Да, старший сын Саввы Васильевича, передав дела сыну Викуле, старость свою на Рогожском кладбище при старообрядческой церкви начетчиком кончил. Там же и похоронен с почетом. Но не рановато ли Савве Тимофеевичу такие почести?
— Дура ты, дура. не в свои дела лезешь!
Она бухнулась на пол, уже и слова выговорить не могла. Он тормошил ее, она вся дрожала, задыхалась. Чуть погодя только и смогла:
— Лезет из меня, кажись, мертвущий.
Савва опомнился. Поднял ее, уложил на диван, целовал в беспамятстве губы, руки, живот, готовый вот-вот лопнуть. Крик его расколол тишину дома:
— Дани-илка!..
Данилка тут же прибежал.
— Доктора! Базилевича!
Данилка умчался быстрее своего рысака. В доброе время и пешком недалеко — фабричный врач в казенном доме на Англичанской улице. За хозяевами он присматривал, конечно, лучше, чем за фабричными. Тоже впереди рысака примчался. Копошившуюся возле хозяина горничную турнул на кухню:
— Воды! Теплой!
Савва в ознобе трясся возле него, держа руки Зинаиды в своих ладонях:
— Спасите, Александр Павлович! Богом молю!

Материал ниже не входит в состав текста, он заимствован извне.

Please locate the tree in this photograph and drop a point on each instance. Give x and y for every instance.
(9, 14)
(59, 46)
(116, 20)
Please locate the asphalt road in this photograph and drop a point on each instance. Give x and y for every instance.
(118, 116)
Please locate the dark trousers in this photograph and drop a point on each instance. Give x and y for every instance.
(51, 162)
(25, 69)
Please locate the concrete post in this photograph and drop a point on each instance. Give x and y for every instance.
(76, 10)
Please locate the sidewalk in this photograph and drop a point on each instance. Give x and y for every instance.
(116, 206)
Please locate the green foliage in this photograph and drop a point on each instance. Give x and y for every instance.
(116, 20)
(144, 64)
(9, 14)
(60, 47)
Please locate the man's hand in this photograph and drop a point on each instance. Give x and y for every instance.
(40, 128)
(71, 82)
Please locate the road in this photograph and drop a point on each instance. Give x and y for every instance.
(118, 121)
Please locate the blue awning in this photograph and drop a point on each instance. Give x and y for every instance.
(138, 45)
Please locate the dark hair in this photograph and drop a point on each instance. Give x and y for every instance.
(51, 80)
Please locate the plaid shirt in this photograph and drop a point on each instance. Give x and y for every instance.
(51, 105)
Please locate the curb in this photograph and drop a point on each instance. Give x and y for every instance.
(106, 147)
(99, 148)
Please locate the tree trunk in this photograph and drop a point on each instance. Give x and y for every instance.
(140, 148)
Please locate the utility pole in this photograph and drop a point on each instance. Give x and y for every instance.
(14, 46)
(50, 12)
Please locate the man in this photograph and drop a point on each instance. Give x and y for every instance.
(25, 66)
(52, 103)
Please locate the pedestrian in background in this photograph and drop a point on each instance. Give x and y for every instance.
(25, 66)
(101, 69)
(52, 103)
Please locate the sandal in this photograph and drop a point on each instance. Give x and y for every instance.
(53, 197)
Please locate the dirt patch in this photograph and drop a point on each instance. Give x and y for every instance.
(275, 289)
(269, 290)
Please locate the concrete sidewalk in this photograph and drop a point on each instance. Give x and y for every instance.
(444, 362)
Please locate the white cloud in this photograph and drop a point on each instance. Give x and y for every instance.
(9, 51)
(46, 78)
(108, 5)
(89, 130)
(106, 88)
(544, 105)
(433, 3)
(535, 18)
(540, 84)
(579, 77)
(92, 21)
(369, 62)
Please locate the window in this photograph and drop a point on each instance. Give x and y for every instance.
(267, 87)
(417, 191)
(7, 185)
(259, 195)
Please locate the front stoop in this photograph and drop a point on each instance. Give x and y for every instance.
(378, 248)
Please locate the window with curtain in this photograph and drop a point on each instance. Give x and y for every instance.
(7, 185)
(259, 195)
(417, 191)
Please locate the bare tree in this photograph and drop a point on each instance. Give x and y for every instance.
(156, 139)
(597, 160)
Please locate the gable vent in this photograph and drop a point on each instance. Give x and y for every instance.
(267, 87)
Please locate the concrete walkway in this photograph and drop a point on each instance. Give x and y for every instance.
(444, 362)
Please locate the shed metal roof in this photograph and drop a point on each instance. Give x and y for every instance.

Базилевич был свой человек в доме, всю подноготную семейной жизни знал.
— Да вы‑то хоть, Савва Тимофеевич, не кричите! Тоже рожаете? Сейчас пошлем за моей женой, как раз за акушерку и будет.
Супруга доктора Базилевича была лучшей подругой Зинаиды, не дожидаясь Данилки, вслед за мужем прилетела, свои порядки наводя:
— На кровать ее! Сейчас, Зинушка, мы тебя уложим как след быть, мы тебе помо-ожем.
Но прежде чем ее унесли в спальню, Зинаида еще нашла в себе силы повторить:
— Христом Богом.
Он склонился над ней:
— Только ради тебя. тебя ради!.. Успокойся, моя родная!
Не менее хлесткий крик разорвал потолки дома:
— Дани-илка!..
— Да тута я, тута, — вышел тот из темного угла. — В Усады, Савва Тимофеевич?
— В Усады. Как ты догадался?
Данилка о таких пустяках не докладывал. Впереди хозяина побежал вниз, чтобы снять попону с запотевшего рысака и отцепить с его морды торбу с пшеничкой. Овсом хозяйского любимца, само собой, не кормили.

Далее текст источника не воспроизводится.